I arose, on my last day in Exmoor, to a dank, drizzly morning, so a sunrise was out of the question. After packing up the tent in the rain, always a delightful job, I drove to Porlock Weir so I could begin a spot of rambling along the South West Coast Path.
By the time I arrived it was starting to brighten up a bit, with the morning sunshine appearing through the ever thinning clouds. I parked up, and strapping on my camera bag, I took the little track to the coastal path. I was only walking a tiny fraction of it, the entire length of the path is 630 miles, the longest in England, and stretches from Minehead, around the coasts of Devon and Cornwall, all the way to Pool in Dorset. And because it rises and falls with every river mouth, the total height climbed, if you were to complete the route, has been estimated at 114,931 feet, almost four times the height of Everest. I wasn’t about to do that.
|If you wanted to knock half a mile of the walk to Culbone, then you can drive through Worthy Combe Toll.|
|A little tunnel that separates Porlock and Culbone|
The woods around the village are home to the rare Sorbus vexans, a microspecies of self-cloning Sorbus trees which are only found in the coastal area between Culbone and Trentishoe in Devon. It is among the rarest trees in Britain. Not that I knew what it looked like, so whether I saw any or not I will never know.
|The pathway is rather picturesque, and despite the added effort of carrying my |
camera gear, I was glad I brought it along.
At some point in 1798, Samuel Taylor Coleridge came along here, having walked all the way from his cottage, about 20 miles away in the Quantock Hills, where he was living with his wife and child. He often did this trip with his friends William and Dorothy Wordsworth, the three of them thinking nothing of walking 40 or 50 miles within a couple of days. On this particular occasion, Coleridge was alone and spent the night at Ash Farm, up the combe from Culbone. And there, that night, he began his great poem ‘Kubla Khan’, composed in a sort of reverie brought on by two grains of opium.
|The edge of the path drops steeply away down to the Bristol Channel far below.|
It is thought perhaps the woodland around Culbone may have inspired some of his lines, as the stretch of copse between Porlock and Culbone is incredibly atmospheric. With dense, twisted moss covered trees, perched on a steep incline, and a thick canopy overhead, it’s not difficult, even on a sunny day, to feel a sense of the enclosed, ancient character of the place.
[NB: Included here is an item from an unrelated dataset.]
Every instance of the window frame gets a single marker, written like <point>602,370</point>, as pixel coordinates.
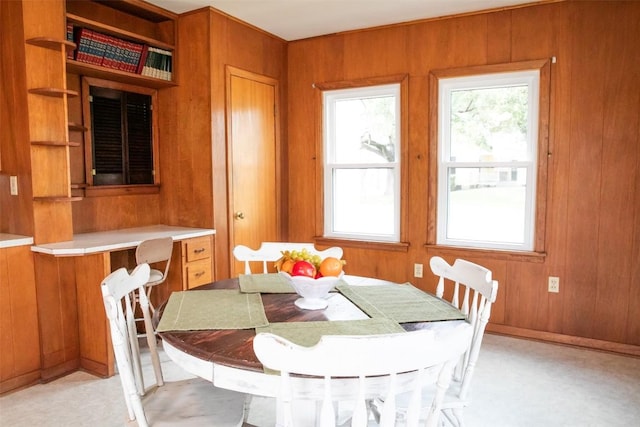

|Here's a few shots I took of the almost primeval looking forest.|
After struggling along the path that seemed to go forever upwards, I finally caught a glimpse of the church between the foliage and made my way to it. The church is surrounded by trees and a nearby are a couple of houses, all that remains of the village, and although there were a handful of walkers about, in their brightly coloured jackets as usual, it was still very peaceful indeed.
I had a bit of a sit down in the cool air, waiting for the church to be vacated, it is a small church afterall, although it’s not as small as Widford church, just outside Burford, which is still in use itself, so I’m not quite sure what the criteria are for smallest parish church in England.
The name Culbone is thought to indicate a Celtic religious site, and is a corruption of Kil Beun, or Church of St. Beuno, pronounced 'Bayno.' He was a famous Welsh saint, born in the late 6th century. On Culbone Hill 2 miles to the south-west (on private land) stands the 1 metre high ‘Culbone Stone’ once part of a stone row that stood close by. Carved on the stone is an incised wheel-cross that dates from the 7th-9th century AD, the stone itself being of pre-historic origins. St Beuno probably preached at this stone when he lived for a while in the valley before starting his missionary work in mid and north Wales.
|A view of the church in all it's miniature glory.|
The church is recorded in the Domesday Book of 1086 and is almost certainly pre-Norman. While the body of the church is at least 11th century if not older, the porch is probably 13th century, and the nave was rebuilt in the 15th century. Inside are box pews, including a 17th century pew for the squires of nearby Ashley Combe House.
|The interior of the church.|
Once I’d had a look around, I made my way back along the coastal path to the car and bid farewell to Exmoor, not for too long though I hope.